Home > Science > The Outlander Series 7-Book Bundle > Page 291
The Outlander Series 7-Book Bundle Page 291

by Diana Gabaldon


  “I don’t know,” I said. “Lawrence told me there are a lot of free blacks on Hispaniola. Lots of Creoles and mixed-race people, and a good many who own their own businesses. Is it like that on Jamaica, too?”

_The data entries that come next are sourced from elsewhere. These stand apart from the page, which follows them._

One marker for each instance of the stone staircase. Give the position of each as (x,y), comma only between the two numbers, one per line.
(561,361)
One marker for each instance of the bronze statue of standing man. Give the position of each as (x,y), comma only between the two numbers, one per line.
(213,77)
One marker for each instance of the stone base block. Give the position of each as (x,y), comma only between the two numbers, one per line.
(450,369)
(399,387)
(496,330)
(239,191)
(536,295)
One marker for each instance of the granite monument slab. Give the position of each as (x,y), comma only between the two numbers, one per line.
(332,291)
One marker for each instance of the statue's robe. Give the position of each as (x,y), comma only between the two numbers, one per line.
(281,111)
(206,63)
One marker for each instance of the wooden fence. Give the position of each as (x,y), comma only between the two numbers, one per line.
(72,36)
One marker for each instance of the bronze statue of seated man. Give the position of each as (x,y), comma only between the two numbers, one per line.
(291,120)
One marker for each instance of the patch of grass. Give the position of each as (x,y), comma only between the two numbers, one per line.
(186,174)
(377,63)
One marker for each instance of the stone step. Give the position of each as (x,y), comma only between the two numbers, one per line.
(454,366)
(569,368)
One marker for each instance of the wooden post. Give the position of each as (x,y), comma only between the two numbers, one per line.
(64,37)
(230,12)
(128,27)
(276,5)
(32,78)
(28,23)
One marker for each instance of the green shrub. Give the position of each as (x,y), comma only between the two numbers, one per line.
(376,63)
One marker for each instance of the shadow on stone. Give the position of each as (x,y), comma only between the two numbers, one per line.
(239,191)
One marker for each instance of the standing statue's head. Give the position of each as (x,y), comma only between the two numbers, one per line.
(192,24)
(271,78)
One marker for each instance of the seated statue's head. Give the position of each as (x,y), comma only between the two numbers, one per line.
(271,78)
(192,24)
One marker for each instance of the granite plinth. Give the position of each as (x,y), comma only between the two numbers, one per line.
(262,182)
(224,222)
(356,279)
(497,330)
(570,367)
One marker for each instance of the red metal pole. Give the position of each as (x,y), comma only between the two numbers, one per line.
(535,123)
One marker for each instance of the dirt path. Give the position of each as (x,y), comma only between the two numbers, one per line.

  He shook his head, and reached for a roll from the tray.

  “I dinna think so. It’s true, there are some free blacks who earn a living for themselves, but those are the ones who have some skill—sempstresses and fishers and such. I spoke to this Temeraire a bit. He was a cane-cutter until he lost his arm, and doesna ken how to do anything else much.”

  I laid the roll down, barely tasted, and frowned unhappily at the papers. The mere idea of owning a slave frightened and disgusted me, but it was beginning to dawn on me that it might not be so simple to divest myself of the responsibility.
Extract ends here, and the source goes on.